A Los Angeles-area retirement center was briefly the center of the annual war against Christmas when employees tossed out a Christmas tree, menorahs and anything else festive, declaring them to be prohibited religious symbols.
Kids perform a traditional Christmas pageant
Meanwhile an elementary school banned children from the audience of its Christmas show — put on by children — and a Hawaiian atheist was gleeful that he’s blocked public school children from raising $30,000 for a Christian charity.
The nursing home ban provoked a nationwide outcry on Twitter and Facebook as well as denunciations from politicians and civil rights activists. Two dozen 80-year-old residents received 15 minutes of fame when they gathered in the lobby of The Willows retirement center with a hand-lettered sign pleading “please save our tree.” In the glare of TV cameras, the octogenarians asked the nurses to quit behaving like Scrooge.
“We’re all angry. We want that tree,” Fern Scheel told the Daily News. She has lived at the complex for nearly two years. “Where’s our freedom? This is ridiculous.”
Residents were furious over the tree ban
Jewish resident Frances Schaeffer said she couldn’t understand the nursing home’s attitude. “This tree is a symbol of reverence that we can all enjoy regardless of our religious beliefs,” she said.
Max Greenis who has lived at the complex for a year with his wife, Bonnie, said he was considering withholding his rent in protest. “I’ve got grandkids and they come here and now they’ll ask, `Grandpa, where’s the Christmas tree?’ Then I’ll have to explain that someone said we couldn’t have one. What kind of message is that sending to the kids?”
“For some folks this is the only Christmas tree they’ll have all season,” resident Robert Troudeau said. “There are people overseas fighting for our freedoms and dying and we’re here fighting over things like this.

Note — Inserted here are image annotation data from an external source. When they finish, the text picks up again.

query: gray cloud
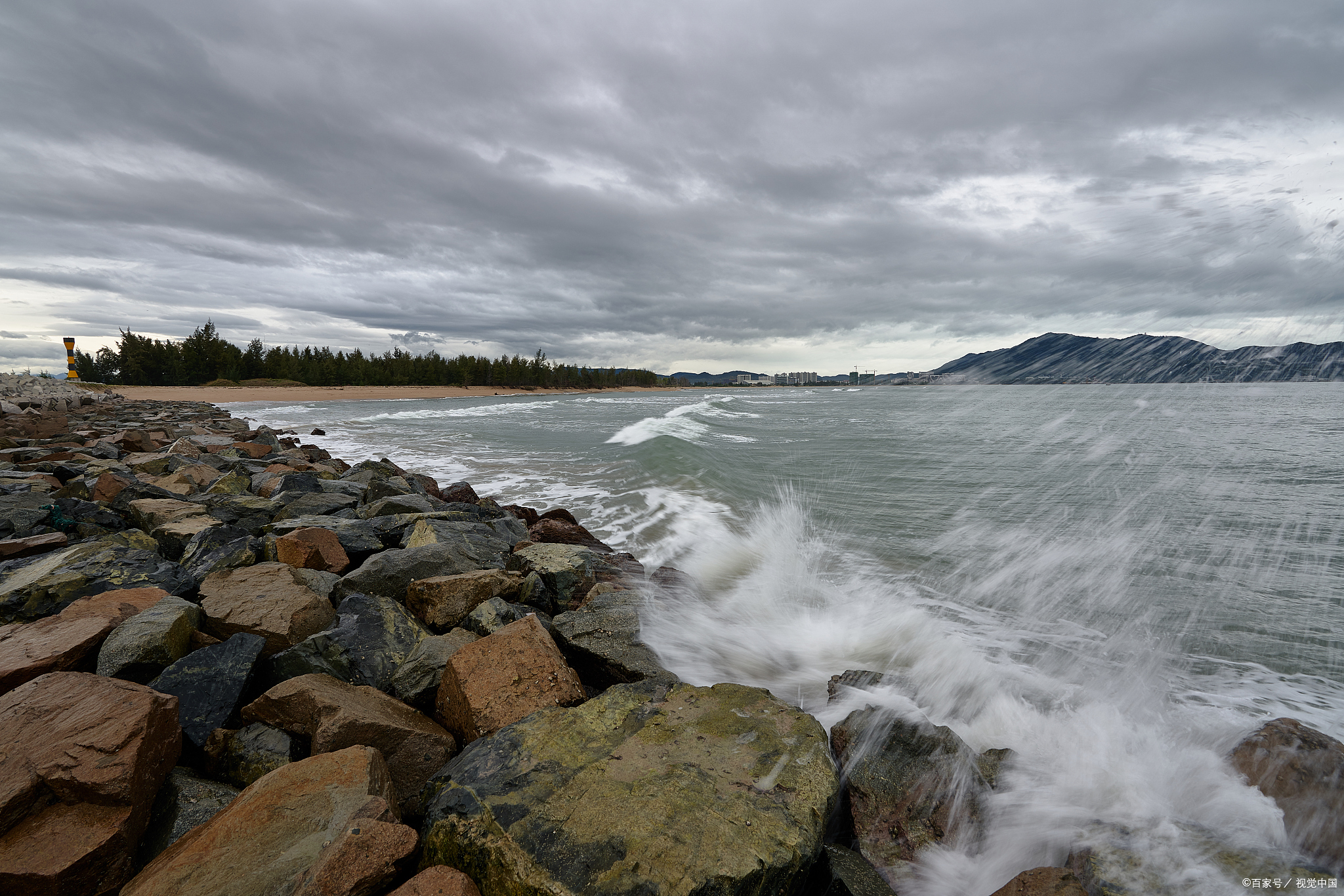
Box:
[0,0,1344,369]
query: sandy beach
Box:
[113,386,679,404]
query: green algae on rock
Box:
[422,681,839,896]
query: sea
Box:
[226,383,1344,896]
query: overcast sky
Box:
[0,0,1344,373]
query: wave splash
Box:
[642,491,1286,896]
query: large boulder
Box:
[421,681,839,896]
[121,746,392,896]
[243,674,457,815]
[336,542,504,600]
[391,628,478,713]
[504,544,626,615]
[0,588,165,693]
[136,765,238,869]
[406,569,523,633]
[269,594,430,691]
[1228,719,1344,874]
[0,529,195,624]
[205,722,308,787]
[200,563,336,655]
[0,672,181,896]
[831,706,1011,889]
[434,615,586,743]
[149,632,266,747]
[551,586,677,688]
[96,596,205,683]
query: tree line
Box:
[75,321,682,388]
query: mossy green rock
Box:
[422,681,839,896]
[0,529,194,623]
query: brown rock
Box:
[131,499,207,532]
[242,674,457,815]
[0,672,181,895]
[121,747,392,896]
[295,818,419,896]
[434,614,586,744]
[406,569,523,632]
[89,473,131,502]
[0,532,70,560]
[990,868,1087,896]
[200,563,336,655]
[1228,719,1344,874]
[276,528,349,572]
[230,442,272,460]
[0,588,168,695]
[387,865,481,896]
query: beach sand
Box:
[112,386,679,404]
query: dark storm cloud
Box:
[0,0,1344,363]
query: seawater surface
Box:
[230,384,1344,896]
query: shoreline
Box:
[116,386,681,404]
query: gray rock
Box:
[268,594,430,692]
[149,632,266,747]
[359,486,444,520]
[98,598,205,683]
[391,628,478,713]
[421,681,839,896]
[553,586,679,689]
[205,722,308,787]
[335,535,504,600]
[136,765,238,868]
[270,492,359,520]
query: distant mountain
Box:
[933,333,1344,383]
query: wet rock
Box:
[504,544,621,615]
[0,588,167,693]
[200,563,336,655]
[276,528,349,573]
[359,495,444,520]
[804,844,895,896]
[272,492,359,520]
[96,596,205,683]
[149,514,223,560]
[149,632,266,747]
[192,495,281,535]
[527,519,612,554]
[391,628,478,713]
[178,525,261,582]
[0,531,194,623]
[990,868,1087,896]
[1228,719,1344,874]
[831,706,1011,888]
[422,680,839,896]
[268,594,430,691]
[121,747,392,896]
[336,544,504,600]
[387,865,481,896]
[434,615,586,743]
[136,765,238,869]
[0,672,181,896]
[0,532,70,560]
[204,722,308,787]
[553,586,677,689]
[243,674,457,815]
[406,569,523,632]
[295,818,419,896]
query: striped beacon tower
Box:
[64,336,79,380]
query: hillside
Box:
[933,333,1344,383]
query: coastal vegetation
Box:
[75,321,679,388]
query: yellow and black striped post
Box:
[64,336,79,380]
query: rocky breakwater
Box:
[0,389,1344,896]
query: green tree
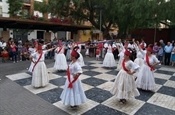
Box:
[7,0,23,17]
[34,0,49,19]
[33,0,175,36]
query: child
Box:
[96,47,100,60]
[60,50,86,108]
[2,48,9,62]
[136,47,160,91]
[111,49,140,104]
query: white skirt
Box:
[103,53,116,67]
[78,53,85,67]
[60,76,87,106]
[136,64,155,91]
[28,62,34,73]
[110,69,140,99]
[31,62,49,87]
[66,49,72,60]
[54,54,68,70]
[85,48,89,56]
[134,58,144,67]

It’s a shame.”
Embarrassed, the owners of the retirement complex, the multi-state JB Partners Group Inc., issued a terse statement to the press that the tree’s removal was the result of “a miscommunication,” according to the Sacramento Bee newspaper. The tree has now been restored.
Meanwhile in Yorkshire, England, parents were aghast when the local
school banned children from the audience during its annual Christmas pageant, according to the Daily Mail.
No siblings will be in the pageant audience
In a letter to parents, Eldwick Primary School’s head teacher Janice Kershaw decreed that children and babies “will not be allowed in the concert because any background noise could make it difficult to hear the performers.” She also cited vague “fire regulations” – although the school has never had to restrict attendance in years past.
As a result, siblings were barred from watching each other perform traditional holiday music and skits. That infuriated mom Melanie Whitehead – who called it ridiculous that little sister Scarlett Whitehead and brother Samuel would not get to watch big brother Miles sing carols with his class. She branded the school “anti-children.” Likewise, Scarlett and Samuel will also be stopped from enjoying each others’ performances in a later Christmas concert.
“It all just doesn’t seem very Christmassy does it?” asked the mom. “Just seems a bit mean. People just want to enjoy Christmas. There is a line you draw and sometimes a teacher or a school thinks they are in charge completely. Children should be allowed in and if they make a noise, the parent can take them out or a teacher can then say take him out. You can’t just take the decision out of their hands, no kids in case they make any noise. Its makes no sense to me.”